Well my NDA is finally expired from when I was running a prototype engine way back in 99-00 for Detroit Diesel. This should give you an idea of what reality was in the logistics industry prior to the EPA losing their minds in the late 90s.
Detroit Diesel was testing a 14 liter common rail injection high pressure prototype engine for OTR engines scheduled for release in the 04 model year. They were literally going to retire the 60 series of engines and replace it with this model. It was 500 pounds lighter than the C15/16 Caterpillar models and ISX from Cummins. Horsepower was a maximum 665hp and 2250 torque. It was a standard inline 6 single turbocharger air to air intercooler equipped diesel engine.
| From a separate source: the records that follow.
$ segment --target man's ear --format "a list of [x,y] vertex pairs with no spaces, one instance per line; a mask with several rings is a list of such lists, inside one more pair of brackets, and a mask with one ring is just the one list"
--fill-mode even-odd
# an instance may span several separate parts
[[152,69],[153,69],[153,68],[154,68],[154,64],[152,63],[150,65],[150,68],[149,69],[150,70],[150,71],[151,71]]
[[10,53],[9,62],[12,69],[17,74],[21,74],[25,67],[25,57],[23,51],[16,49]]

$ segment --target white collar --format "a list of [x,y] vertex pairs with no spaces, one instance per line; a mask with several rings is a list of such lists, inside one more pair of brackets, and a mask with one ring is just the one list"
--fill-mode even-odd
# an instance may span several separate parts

It met or exceeded the proposed emissions standards that were in place prior to the EPA regulations being changed and timelines being gutted in half. Here’s were it hurts to this day in order to do the required testing requirements Detroit required that the 12 trucks using these engines be ungoverened capable of running 75mph and maintaining that speed. Even running 75mph through a 10 hour shift these engines in a 98 Century Freightliner were averaging 8mpg with an average weight of 79k pounds running between 16 to 17k miles a month. A normal truck in the same company was getting 6 with 155 less horsepower running 10mph slower. If we got assigned a run up the Pacific coast which restricted us to basically 55mph the fuel economy jumped to 14 mpg and the mpg at 65 was 11mpg. These measurements were taken off miles run against gallons added and we were only allowed to fill the tanks to the scribed point on the neck of the tanks to maintain accuracy.
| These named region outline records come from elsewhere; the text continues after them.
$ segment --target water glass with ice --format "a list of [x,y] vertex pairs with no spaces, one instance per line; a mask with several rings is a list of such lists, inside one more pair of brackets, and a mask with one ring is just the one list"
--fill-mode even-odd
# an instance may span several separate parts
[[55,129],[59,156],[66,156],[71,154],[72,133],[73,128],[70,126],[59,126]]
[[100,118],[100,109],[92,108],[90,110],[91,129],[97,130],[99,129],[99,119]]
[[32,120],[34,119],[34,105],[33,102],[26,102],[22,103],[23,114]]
So the EPA killed an engine that would have saved this nation trillions in logistics costs over the years and reduced emissions just on reduced fuel being used by more than all of their regulations. The engine even as a prototype was 40 percent cleaner than the 00 Detroit 60 series. But the EPA stated that it wouldn’t certify any engine not already in production in memos sent to the makers. So the biggest revolution in diesel engines was forced to the scrapyard before it ever got a chance. The current design of Detroits use nothing off this design as the EPA ordered all design drawings and prototypes destroyed.
You have to love government beaucraticts that refuse to look at what their ordering destroyed.
Maybe they would better serve the public as a community college? You already have several other state universities and colleges. But I know what you mean by pretentious. Wisconsin has at least two (Manitowoc and Sheboygan) small institutions that are really two year schools but like to call themselves UW. Illinois has WIU that is shrinking into oblivion.
ND has always had too many colleges to begin with. Some goofballs when developing the state decided that it was going to be a proper Urban and Cultured State and thus provided it with far too many colleges.
The nephew of my neighbor when I was a kid, Chester Fritz, donated the funds for UND’s library and auditorium.
Neat!
By ND standards 25,000 is a major metropolis. It was about 10,000 when I was growing up there. The oil boom added a lot of people.